Press S or / to search in the book

Press ? to show this help

Press Esc to hide this help

Embedding Model Comparison

Which embedding model should you use with codescout? This page summarizes benchmark results and real-world usage data to help you choose.

This comparison is based on the codescout codebase (417 files, ~32K chunks) as of 2026-04-03. Results may vary with different codebases. We will update this page as we collect more real-world data.

Models Tested

ModelDimsContextSizeBackendSetup
local:AllMiniLML6V2Q384256 tok22 MBBundled ONNX (CPU)None — works out of the box
nomic-embed-text7688,192 tok274 MBOllamaollama pull nomic-embed-text
nomic-embed-code (Q4_K_M)358432,768 tok4.1 GBllama.cpp (GPU)Download GGUF + start server

Benchmark Results

We tested 20 queries across 4 complexity tiers, scoring each 0-3 based on whether the expected source files appeared in the top 10 results.

Overall Scores (max 60)

nomic-embed-code ████████████████████████████████████░░░░░░░░░░░░░░░░░░░░░░░░░░░░  36/60
AllMiniLML6V2Q   ██████████████████████████████████░░░░░░░░░░░░░░░░░░░░░░░░░░░░░░  34/60
nomic-embed-text ████████████████████████████████░░░░░░░░░░░░░░░░░░░░░░░░░░░░░░░░  32/60

By Complexity Tier

TierWhat it testsBest modelScore
1. Direct Concept (5 queries)Single named type, module, or featurenomic-embed-text12/15
2. Two-Concept (7 queries)Relationship between two conceptsnomic-embed-code17/21
3. Cross-Cutting (5 queries)Three+ concepts, architectural flowsnomic-embed-code7/15
4. Architectural (3 queries)Design invariants, consistency patternsAllMiniLML6V2Q5/9

No single model dominates all tiers.

Practical Metrics

MetricAllMiniLML6V2Qnomic-embed-textnomic-embed-code
Index time (417 files)70 seconds60 seconds25 minutes
DB size71 MB55 MB372 MB
Chunk count32,09811,88711,868
RequiresNothingOllama runningGPU + llama.cpp server

Analysis of 31,674 tool calls across 70+ real projects:

  • symbols17.8% of all calls (the workhorse)
  • grep2.3%
  • semantic_search1.1% (349 calls total)

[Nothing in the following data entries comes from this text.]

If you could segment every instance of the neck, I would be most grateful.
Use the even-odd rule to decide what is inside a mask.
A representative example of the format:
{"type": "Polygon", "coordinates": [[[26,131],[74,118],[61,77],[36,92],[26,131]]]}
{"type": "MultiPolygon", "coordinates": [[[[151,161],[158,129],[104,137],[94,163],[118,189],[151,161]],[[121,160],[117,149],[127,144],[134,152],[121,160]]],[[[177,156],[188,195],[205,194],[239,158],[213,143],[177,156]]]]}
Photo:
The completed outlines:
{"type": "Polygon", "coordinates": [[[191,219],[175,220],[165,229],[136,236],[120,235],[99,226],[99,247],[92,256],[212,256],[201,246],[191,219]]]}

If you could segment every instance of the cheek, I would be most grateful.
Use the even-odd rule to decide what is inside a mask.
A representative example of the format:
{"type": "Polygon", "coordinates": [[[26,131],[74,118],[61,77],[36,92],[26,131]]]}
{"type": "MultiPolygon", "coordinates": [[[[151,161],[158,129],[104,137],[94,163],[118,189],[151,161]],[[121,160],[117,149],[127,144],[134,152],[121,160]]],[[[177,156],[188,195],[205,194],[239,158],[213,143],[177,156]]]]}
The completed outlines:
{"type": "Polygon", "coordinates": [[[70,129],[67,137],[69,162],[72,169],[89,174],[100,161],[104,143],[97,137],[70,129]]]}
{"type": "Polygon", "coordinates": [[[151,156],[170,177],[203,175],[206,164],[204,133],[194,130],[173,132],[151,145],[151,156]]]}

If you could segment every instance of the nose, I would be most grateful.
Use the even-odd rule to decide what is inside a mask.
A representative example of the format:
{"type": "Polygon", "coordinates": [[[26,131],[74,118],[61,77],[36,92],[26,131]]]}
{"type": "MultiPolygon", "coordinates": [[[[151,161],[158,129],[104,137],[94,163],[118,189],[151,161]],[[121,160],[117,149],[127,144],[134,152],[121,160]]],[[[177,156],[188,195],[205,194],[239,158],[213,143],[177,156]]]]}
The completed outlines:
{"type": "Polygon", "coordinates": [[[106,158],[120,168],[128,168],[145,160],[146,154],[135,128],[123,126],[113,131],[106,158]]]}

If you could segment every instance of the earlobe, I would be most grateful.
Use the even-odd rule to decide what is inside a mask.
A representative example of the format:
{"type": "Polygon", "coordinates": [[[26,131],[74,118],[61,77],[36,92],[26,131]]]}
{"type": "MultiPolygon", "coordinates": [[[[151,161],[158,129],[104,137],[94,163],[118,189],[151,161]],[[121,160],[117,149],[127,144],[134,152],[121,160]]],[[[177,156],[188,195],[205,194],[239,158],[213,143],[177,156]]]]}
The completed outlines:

Agents use semantic search as a last resort — when they don’t know the exact name of what they’re looking for. The typical query is a short 3-6 word concept phrase:

"error handling and recovery from tool failures"
"embedding index build and incremental update"
"security path validation and write access control"
"ollama embedding configuration"
"intent classifier ONNX model prediction"

These are mostly Tier 1-2 queries (direct concept or two-concept composition). Tier 3-4 queries (complex architectural questions) are rare in organic usage.

Recommendation

Use the default: local:AllMiniLML6V2Q.

FactorWhy the default wins
Score34/60 — within 2 points of the best model (36/60)
Speed70 seconds vs 25 minutes — 21x faster indexing
SetupZero. No Ollama, no GPU, no server to manage
Storage71 MB — reasonable for any machine
PrecisionBest at Tier 4 (finding specific functions and patterns) — matches how agents actually query

The 7B code-specialized model’s 2-point advantage doesn’t justify 21x slower indexing, 5x more storage, and a GPU requirement. For the 1.1% of calls that reach semantic search, the bundled model is good enough.

When to consider alternatives

  • nomic-embed-text via Ollama — if Ollama is already running for other tasks, add url = "http://localhost:11434/v1" and model = "nomic-embed-text" for slightly better Tier 1 results at the same speed. Smallest storage footprint (55 MB).

  • nomic-embed-code via llama.cpp — if you have a GPU and primarily use semantic search for concept-level exploration (architecture questions, onboarding to a new codebase). Best at Tier 2-3 queries.

Methodology

Full benchmark details, per-query scores, and test case definitions are in docs/research/2026-04-03-embedding-model-benchmark.md.

The benchmark will be updated as we collect more real-world query data via the --debug flag’s usage traceability feature (see Debug Mode).